The drilling system 100 may comprise a bottom hole assembly (BHA) 40 coupled to the drill string 8 near the drill bit 14. The BHA 40 may comprise the downhole motor 26, and various downhole measurement tools and sensors and LWD and MWD elements. The downhole motor 26 may comprise at least one transmitter and receiver capable of communicating with adjacent, coupled, proximate or otherwise accessible tool electronics located on the drill string 8. In one or more embodiments, the orientation and position of the bit, the downhole motor 26 or both may be tracked using, for example, an azimuthal orientation indicator, which may include magnetometers, inclinometers, accelerometers or any combination thereof, though other sensor types such as gyroscopes may be used in some embodiments. In one or more embodiments, the downhole motor 26 may comprise a turbine motor, as will be described below.
In one or more embodiments, the downhole motor 26 may also include a control unit (not shown) coupled to transmitters and receivers. The control unit may solely or in combination with other components or devices control one or more operations of any one or more transmitters, receivers, downhole motor 26, or any combination thereof.
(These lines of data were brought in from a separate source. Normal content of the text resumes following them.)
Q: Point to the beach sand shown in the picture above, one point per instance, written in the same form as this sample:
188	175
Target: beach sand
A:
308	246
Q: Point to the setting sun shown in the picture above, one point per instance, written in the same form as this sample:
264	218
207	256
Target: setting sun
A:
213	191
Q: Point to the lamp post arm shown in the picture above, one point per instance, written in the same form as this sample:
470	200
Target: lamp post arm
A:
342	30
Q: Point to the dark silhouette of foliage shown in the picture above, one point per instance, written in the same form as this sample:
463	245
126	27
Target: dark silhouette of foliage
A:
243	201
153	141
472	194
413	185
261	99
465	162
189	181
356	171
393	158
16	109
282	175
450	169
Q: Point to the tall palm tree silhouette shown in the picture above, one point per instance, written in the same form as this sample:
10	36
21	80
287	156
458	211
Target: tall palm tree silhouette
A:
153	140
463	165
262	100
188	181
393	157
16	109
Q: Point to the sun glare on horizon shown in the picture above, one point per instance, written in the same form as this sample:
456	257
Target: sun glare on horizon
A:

In one or more embodiments, the one or more operations may comprise storing one or more measurements, receiving one or more measurements, processing, analyzing or any combination thereof rotation information from the downhole motor 26, or any other operation known to one of ordinary skill in the art. Example control units may include microcontrollers and microcomputers and any other device that contains at least one processor communicably coupled to memory devices containing a set of instructions that when executed by the processor, cause it to perform certain actions. In one or more embodiments, a control unit of the downhole motor 26 may be communicably coupled to other controllers within the BHA 40.
The BHA 40 also includes an inclination sensor 34, which may measure the inclination changes to the inclination of the BHA 40, or both, as discussed herein. The inclination sensor 34 may be located downhole or uphole of the motor 26. Example steering tools include point-the-bit and push-the-bit type systems. One use of the inclination sensor 34 is to provide borehole geometry information to aid drilling operations. The inclination sensor 34 may generate accelerometer measurements. In one or more embodiments, the accelerometer measurements may be used in combination with other sensor measurements to determine the location, position, geometry, or any combination thereof of the borehole while drilling. In one or more embodiments, the inclination sensor 34 may provide accelerometer measurements for a borehole after it is drilled. The inclination sensor 34 may be positioned in the lower end of the drilling system 100, and may be proximate to the drill bit 14.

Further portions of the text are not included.